[FEATURE] Add support columnar data buffer to save memory usage #548

TonyXiang8787 · 2024-03-26T13:26:28Z

Background

Power Grid Model currently uses the row-based buffer to share the data across the C-API. For example, the memory layout of a node input buffer looks like:

| XXXX OOOO  XXXXXXXX  | XXXX OOOO  XXXXXXXX  | ... |
| id_0       u_rated_0 | id_1       u_rated_1 | ... |

Where X is a meaningful byte and O is an empty byte to align the memory.

In this way we can match the input/update/output data structs exactly as we do in the calculation core. This can deliver the performance benefits as we avoid any copies and the memory layout is exactly matching.

When we need to leave some attributes unspecified in input/update, we set the pre-defined null value defined in the place so the core knows the value should be ignored.

Problem

While this design is CPU-wise very efficient, it could be memory-wise inefficient due to several reasons:

If you have many unspecified attributes, you waste the memory to have many null.
To align the data structure, the compiler will add paddings, as shown above. Those memory will not be used at all.
If we are only interested in certain attributes in the output, we still need to create the memory buffer for all the attributes. See the related issue here: [FEATURE] Output results of only certain attributes #542.

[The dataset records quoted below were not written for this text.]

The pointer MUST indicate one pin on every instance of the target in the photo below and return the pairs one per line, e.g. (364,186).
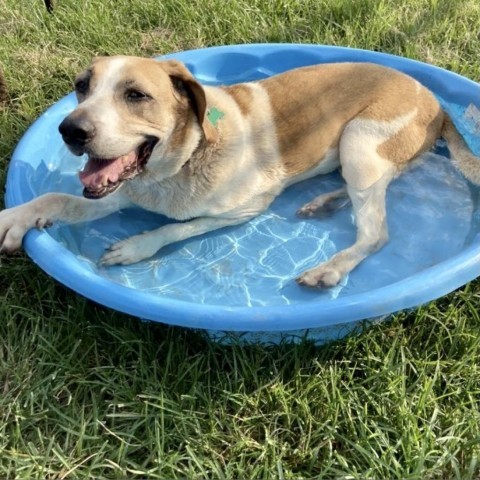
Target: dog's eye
(136,95)
(81,86)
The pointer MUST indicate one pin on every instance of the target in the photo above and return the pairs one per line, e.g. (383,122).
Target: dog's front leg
(140,247)
(51,208)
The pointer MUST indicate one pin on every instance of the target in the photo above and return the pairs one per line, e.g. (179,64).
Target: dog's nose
(77,131)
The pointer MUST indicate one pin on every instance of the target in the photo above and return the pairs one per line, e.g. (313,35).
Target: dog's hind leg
(325,204)
(372,234)
(367,175)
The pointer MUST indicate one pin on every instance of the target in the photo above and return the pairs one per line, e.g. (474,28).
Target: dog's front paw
(320,277)
(131,250)
(13,228)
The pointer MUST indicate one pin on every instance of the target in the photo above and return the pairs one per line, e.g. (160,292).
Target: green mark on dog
(214,115)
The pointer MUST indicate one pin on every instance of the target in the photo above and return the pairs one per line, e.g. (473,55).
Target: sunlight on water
(432,214)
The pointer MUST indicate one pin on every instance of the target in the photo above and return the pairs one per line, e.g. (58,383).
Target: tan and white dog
(217,156)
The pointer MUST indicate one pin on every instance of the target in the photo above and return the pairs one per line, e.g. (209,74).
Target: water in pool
(432,213)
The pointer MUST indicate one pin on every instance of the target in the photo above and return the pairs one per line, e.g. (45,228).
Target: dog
(212,157)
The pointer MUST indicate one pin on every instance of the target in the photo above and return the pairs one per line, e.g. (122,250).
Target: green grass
(86,392)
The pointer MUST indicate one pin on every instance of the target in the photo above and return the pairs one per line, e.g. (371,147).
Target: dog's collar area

There is a strong case to support columnar data buffers. We give two real-world examples of this issue.

Example of update buffer

If we have an update buffer of 1000 scenarios of 1000 sym_load, the buffer size is 24 * 1000 * 1000 = 24,000,000 bytes. However, we might only need to specify id and p_specified. If we could provide these two array separately, the buffer size in total is (8 + 4) * 1000 * 1000 = 12,000,000 bytes. The reduction on memory footprint is 50%!

Example of output buffer

If we get a result buffer of 1000 scenarios of 1000 line, the buffer size is 80 * 1000 * 1000 = 80,000,000 bytes. However, we might only need to know the loading output, not even id, since we already know the id order in the input. The buffer size is 8 * 1000 * 1000 = 8,000,000 bytes. We can save 90% of memory footprint!

Proposal

We propose to support columnar data buffers across the C-API (and further in the Python API). Both the PGM core and serialization need to support that.

C-API

We already have the dataset concept in the C-API boundary. Therefore, this feature should not have breaking change in the C-API. Concretely, we add additional functions as PGM_dataset_*_add_attribute_buffer to allow user add columnar attribute buffers to the dataset. The user can call the dataset as below:

// create dataset
PGM_MutableDataset* dataset = PGM_create_dataset_mutable(handle, "input", 0, 0); 

// add row-based buffer for node
PGM_dataset_const_add_buffer(handle, dataset, "node", 5, 5, nullptr, node_buffer);

// add empty buffer for line by put nullptr in data, but with size definition
// decision made: do it this way, because using nullptr is a common way in C API to communicate that the buffer does not exist yet
PGM_dataset_const_add_buffer(handle, dataset, "line", 5, 5, nullptr, nullptr);
// and then add individual line attributes
PGM_dataset_const_add_attribute_buffer(handle, dataset, "line", "id", line_id_buffer);
PGM_dataset_const_add_attribute_buffer(handle, dataset, "line", "r1", line_r1_buffer);

// add row buffer for sym_load
PGM_dataset_const_add_buffer(handle, dataset, "sym_load", 5, 5, nullptr, sym_load_buffer);
// the following line should return error. It is not allowed to add attribute buffer if the row-buffer is set.
PGM_dataset_const_add_attribute_buffer(handle, dataset, "sym_load", "p_specified", p_buffer);

// use the dataset for further actions like initialize model, put into serialization, etc.

Python API

In the Python API, four non-breaking changes are expected.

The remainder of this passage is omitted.